Tudo começa com uma sensação de mal-estar, o profissional sente dores nos ombros, como carregasse um enorme peso sobre eles, tem uma cefaleia tensional persistente. Durante os atendimentos, sobrevém uma ansiedade permanente, uma urgência em solucionar tudo e rapidamente. Aparecem crises de sudorese profusa, palpitações, dores pré-cordiais, diarreias e problemas digestivos sem motivo aparente. O indivíduo torna-se insone, inapetente. Sempre tenso, cria rugas de expressão, embranquecem os cabelos, envelhece precocemente. No exercício da actividade profissional passa a ter dificuldade em se concentrar, em raciocinar com clareza, em tomar decisões e atitudes com presteza. No afã de tudo resolver, passa a esquecer dados, tem movimentos irrelevantes, comete erros. Cai a performance profissional que depois de algum tempo repercute na sua vida social.
Com o vício adquirido na formação médica em que aprende a servir e não a ser servido, ignora que está doente, que precisa ser atendido. Reputa o que se passa ao cansaço. Quando faz exames e não há alterações laboratoriais, diz que é só estafa, que basta algumas horas de sono e tudo está resolvido. Mas quando volta ao trabalho, sente tudo novamente. Vêm as ideias drásticas. Pensa em trocar de profissão, mudar de vida. Pensa em viver mais calmamente, dormir as 8 horas por dia (necessárias e receitadas aos pacientes), tirar férias todos os anos, sair com a família nos finais de semana, ter horários fixos para as refeições, dar uma cochilada após o almoço (sem interrupção de chamadas telefónicas). Pensa em ter tempo para um hobby que o relaxe e recarregue as energias vitais. Quem sabe não possa exercer alguma actividade que permita expandir o seu potencial polivalente, que lhe traga mais tranquilidade existencial e que lhe dê o retorno financeiro de que precisa para sustentar a família? Mas logo “cai na real”. Como é que na altura da vida em que se encontra, com tantos compromissos familiares e sociais, vai largar o que faz e começar algo para o qual não foi preparado? É pular no escuro. É arriscar a ter outros e até piores problemas.

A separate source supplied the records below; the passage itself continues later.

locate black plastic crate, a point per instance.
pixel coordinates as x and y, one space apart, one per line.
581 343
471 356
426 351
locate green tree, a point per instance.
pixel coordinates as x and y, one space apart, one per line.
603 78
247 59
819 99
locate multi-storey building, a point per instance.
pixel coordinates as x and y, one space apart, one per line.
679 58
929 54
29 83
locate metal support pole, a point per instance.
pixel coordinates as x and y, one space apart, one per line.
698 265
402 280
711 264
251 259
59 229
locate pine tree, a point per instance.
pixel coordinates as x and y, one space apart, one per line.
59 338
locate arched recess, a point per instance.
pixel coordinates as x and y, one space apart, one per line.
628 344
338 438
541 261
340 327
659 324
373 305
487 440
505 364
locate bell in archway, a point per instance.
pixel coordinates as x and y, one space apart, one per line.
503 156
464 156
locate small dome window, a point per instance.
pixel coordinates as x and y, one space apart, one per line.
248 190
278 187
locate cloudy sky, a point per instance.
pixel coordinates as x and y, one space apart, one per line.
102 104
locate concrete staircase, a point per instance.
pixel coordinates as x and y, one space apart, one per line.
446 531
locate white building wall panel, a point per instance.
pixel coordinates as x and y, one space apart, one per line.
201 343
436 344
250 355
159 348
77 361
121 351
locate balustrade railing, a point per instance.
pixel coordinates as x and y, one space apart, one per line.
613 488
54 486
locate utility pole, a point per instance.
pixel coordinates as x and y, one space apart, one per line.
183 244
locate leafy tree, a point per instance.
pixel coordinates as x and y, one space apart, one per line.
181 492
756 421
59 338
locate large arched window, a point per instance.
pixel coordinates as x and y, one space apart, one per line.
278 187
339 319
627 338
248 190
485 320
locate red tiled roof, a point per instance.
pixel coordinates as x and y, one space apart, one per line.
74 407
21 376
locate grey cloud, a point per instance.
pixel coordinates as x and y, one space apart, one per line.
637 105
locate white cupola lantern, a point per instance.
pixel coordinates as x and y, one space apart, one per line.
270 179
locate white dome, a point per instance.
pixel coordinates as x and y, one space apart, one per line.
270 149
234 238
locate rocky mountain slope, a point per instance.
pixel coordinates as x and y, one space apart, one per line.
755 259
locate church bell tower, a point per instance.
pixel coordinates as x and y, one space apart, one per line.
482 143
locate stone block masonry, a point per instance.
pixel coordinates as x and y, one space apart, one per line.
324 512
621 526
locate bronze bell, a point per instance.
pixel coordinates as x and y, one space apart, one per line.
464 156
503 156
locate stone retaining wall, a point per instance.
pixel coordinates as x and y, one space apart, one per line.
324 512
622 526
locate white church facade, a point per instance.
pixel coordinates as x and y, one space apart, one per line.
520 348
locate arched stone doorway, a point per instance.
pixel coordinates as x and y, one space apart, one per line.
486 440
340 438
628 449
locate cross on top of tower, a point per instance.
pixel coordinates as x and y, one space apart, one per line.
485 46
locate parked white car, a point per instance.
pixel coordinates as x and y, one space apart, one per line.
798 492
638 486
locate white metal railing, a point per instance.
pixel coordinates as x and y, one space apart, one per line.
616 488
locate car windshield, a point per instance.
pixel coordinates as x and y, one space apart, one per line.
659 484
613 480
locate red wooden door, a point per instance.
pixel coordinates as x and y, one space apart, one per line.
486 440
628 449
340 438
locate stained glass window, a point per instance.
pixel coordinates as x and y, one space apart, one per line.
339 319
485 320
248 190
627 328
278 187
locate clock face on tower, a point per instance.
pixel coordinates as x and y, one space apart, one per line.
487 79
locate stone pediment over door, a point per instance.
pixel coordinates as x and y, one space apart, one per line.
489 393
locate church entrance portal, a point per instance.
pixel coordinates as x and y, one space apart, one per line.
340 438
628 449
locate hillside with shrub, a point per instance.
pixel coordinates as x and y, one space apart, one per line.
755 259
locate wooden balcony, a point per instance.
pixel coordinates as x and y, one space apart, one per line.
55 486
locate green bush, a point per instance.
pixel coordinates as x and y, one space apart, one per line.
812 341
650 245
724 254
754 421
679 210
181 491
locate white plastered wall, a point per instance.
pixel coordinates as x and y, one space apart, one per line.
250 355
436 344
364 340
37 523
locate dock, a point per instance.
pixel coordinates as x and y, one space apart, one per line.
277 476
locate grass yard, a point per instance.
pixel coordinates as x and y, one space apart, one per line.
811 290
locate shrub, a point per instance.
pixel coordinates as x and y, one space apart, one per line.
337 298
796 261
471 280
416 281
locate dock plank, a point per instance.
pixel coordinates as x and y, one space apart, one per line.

Na grande maioria das vezes o profissional persiste no seu ofício. Porém, quando continua com a mesma rotina, torna-se impaciente, irritadiço, pessimista, depressivo. Passa a se achar injustiçado pela vida, pela sociedade, por ele mesmo, pode até apresentar sinais psíquicos de paranóia. Apresenta dificuldades nos relacionamentos, evita reuniões sociais, busca o isolamento. Acaba procurando na bebida e nas drogas alento para o seu sentimento de frustração e vazio. Se persistir no estilo de vida que lhe causa stress acaba sucumbindo a um enfarto, adquirindo uma ulcera digestiva ou outra doença psicossomática que lhe tira a saúde de vez.
O candidato a ter a Síndrome de Burnout é em geral um indivíduo consciente, com grande senso de responsabilidade profissional, que leva a vida muito a sério, que não sabe relaxar. Não sabe dizer não, sempre disposto a atender mesmo que haja outro para fazê-lo.
Como mudar conceitos e valores pessoais e de formação profissional a essa altura da vida? Como vencer as pressões da sociedade e as exigências dos familiares? Saber o que é o melhor para a saúde eles sabem, mas pôr em prática o que se precisa, não é fácil. Aqueles poucos que arrancam para outro tipo de vida são aventureiros corajosos, em geral, sem dependentes. Eles podem ou não encontrar a cura, tudo vai depender da adaptação ao novo ambiente de trabalho. A maioria tenta harmonizar as suas necessidades com mudanças na actividade profissional que lhe dêem melhor qualidade de vida, e que lhe permitam sobreviver.